Corrected error_too_long message from "fewer than 5" to "10 or fewer" to match SEMANTIC_IDENTIFIER_MAX_LENGTH. Replaced be_present with specific assertions on item count and identifier in MCP search_{projects,programs,portfolios} specs to ensure the correct resource is returned, not just any resource.

Per code review: the model should not auto-transform identifier casing on every read/write. Format validators already enforce correct casing (lowercase for numeric, uppercase for alphanumeric), and the background job will handle migrating existing identifiers. Restores LOWER() in identifier_not_historically_reserved since without normalizes, slugs and identifiers may differ in case.

Without parse_friendly_id normalizing case, MCP search lookups are case-sensitive again. Reverts description changes and removes the case-variant identifier test contexts.

These were built on the normalizes premise which has been removed. In alphanumeric mode, SuggestionGenerator handles identifier generation rather than acts_as_url. The API PR (22417) will handle the proper wiring between modes.

The underscore fix (allowing _ in identifiers per spec) needs to target ProblematicIdentifiers instead of PreviewQuery after the extraction refactor on the target branch.

judithroth · 2026-03-23T15:01:30Z

db/migrate/20260319120000_add_case_insensitive_uniqueness_for_project_identifiers.rb

+    add_index :projects, "LOWER(identifier)",
+              unique: true,
+              name: "index_projects_on_lower_identifier",
+              algorithm: :concurrently,


I wonder about this. Do you think it's necessary to have concurrently built index here? I mean, the projects table should be rather small (<10.000), so index creation should be fast...

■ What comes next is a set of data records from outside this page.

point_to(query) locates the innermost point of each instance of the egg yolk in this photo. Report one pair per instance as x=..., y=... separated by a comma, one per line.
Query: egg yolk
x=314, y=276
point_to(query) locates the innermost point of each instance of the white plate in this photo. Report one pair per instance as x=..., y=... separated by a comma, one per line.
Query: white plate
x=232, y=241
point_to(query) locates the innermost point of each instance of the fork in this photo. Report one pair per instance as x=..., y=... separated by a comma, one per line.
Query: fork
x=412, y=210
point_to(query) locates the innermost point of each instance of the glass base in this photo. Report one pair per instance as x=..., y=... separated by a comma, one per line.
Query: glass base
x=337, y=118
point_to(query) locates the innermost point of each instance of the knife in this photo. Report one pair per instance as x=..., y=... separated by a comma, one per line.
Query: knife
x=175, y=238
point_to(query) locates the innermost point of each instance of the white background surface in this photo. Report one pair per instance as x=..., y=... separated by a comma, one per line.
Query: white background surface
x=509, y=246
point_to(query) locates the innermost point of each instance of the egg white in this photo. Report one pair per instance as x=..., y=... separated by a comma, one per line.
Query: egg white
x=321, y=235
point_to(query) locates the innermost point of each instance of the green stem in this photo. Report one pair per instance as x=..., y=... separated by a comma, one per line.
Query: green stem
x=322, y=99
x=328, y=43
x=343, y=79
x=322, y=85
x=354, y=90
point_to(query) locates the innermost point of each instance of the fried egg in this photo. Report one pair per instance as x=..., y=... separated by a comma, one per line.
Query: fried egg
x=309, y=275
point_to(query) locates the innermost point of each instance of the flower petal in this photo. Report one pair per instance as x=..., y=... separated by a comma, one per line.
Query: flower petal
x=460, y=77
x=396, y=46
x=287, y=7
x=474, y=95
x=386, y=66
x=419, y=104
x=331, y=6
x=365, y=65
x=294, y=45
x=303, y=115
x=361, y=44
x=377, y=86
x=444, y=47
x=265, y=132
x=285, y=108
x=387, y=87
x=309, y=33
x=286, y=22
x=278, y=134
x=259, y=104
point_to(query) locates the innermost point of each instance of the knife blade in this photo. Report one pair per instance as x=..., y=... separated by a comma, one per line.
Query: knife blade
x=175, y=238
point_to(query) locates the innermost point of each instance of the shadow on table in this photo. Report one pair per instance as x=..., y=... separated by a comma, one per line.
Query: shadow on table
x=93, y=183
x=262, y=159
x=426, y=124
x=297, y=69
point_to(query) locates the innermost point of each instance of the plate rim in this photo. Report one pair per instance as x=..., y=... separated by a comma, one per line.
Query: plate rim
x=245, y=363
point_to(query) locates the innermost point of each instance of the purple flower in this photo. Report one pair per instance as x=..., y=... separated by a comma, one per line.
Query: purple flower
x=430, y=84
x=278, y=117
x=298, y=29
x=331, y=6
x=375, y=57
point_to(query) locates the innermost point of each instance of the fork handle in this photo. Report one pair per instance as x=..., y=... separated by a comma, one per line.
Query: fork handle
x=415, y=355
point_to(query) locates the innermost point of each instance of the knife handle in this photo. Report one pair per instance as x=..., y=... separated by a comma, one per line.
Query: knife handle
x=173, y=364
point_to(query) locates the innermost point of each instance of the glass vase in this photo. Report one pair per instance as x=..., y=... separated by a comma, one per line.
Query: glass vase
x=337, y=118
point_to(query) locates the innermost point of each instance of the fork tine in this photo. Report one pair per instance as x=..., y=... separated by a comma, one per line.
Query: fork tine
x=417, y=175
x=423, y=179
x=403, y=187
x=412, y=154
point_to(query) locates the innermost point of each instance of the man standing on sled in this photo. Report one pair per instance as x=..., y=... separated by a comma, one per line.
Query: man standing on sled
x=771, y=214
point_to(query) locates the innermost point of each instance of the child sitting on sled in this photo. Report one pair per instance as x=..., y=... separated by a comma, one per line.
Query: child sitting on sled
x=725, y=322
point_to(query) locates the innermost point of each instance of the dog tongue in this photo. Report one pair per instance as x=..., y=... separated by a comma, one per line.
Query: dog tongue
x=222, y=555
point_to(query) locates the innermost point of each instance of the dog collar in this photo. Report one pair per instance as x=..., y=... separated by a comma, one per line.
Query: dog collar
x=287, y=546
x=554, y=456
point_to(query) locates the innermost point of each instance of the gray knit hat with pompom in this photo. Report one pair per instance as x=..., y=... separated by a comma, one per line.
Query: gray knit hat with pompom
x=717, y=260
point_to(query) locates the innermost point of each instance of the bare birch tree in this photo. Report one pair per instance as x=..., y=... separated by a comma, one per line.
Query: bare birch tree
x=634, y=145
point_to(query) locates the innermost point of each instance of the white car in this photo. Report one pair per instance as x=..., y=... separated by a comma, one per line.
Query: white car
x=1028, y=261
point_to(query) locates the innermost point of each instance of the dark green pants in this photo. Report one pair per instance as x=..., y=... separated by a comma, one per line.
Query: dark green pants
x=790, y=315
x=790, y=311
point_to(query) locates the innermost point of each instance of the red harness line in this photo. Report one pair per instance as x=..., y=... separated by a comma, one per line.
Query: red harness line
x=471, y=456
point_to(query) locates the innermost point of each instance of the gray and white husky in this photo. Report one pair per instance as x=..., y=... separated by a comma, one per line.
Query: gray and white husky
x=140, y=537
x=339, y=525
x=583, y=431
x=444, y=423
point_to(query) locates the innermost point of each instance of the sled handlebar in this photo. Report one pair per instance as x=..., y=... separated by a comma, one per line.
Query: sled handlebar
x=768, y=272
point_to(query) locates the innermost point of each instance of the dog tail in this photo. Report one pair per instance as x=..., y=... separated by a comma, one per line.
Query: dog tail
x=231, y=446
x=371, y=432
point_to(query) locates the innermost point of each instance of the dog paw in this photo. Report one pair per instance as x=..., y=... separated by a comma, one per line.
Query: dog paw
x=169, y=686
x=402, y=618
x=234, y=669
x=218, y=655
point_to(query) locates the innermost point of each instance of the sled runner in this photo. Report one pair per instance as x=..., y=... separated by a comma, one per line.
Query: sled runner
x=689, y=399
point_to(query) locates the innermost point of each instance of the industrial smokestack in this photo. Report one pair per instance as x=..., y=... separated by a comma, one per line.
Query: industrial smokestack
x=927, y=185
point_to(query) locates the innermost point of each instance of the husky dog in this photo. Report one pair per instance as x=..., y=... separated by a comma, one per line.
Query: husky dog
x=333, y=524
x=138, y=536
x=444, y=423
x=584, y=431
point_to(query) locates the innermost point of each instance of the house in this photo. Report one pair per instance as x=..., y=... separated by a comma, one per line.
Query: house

https://www.postgresql.org/docs/current/sql-createindex.html#SQL-CREATEINDEX-CONCURRENTLY

Creating an index can interfere with regular operation of a database. Normally PostgreSQL locks the table to be indexed against writes and performs the entire index build with a single scan of the table. Other transactions can still read the table, but if they try to insert, update, or delete rows in the table they will block until the index build is finished.

In a concurrent index build, the index is actually entered as an “invalid” index into the system catalogs in one transaction, then two table scans occur in two more transactions. [...]

If a problem arises while scanning the table, such as a deadlock or a uniqueness violation in a unique index, the CREATE INDEX command will fail but leave behind an “invalid” index. This index will be ignored for querying purposes because it might be incomplete; however it will still consume update overhead.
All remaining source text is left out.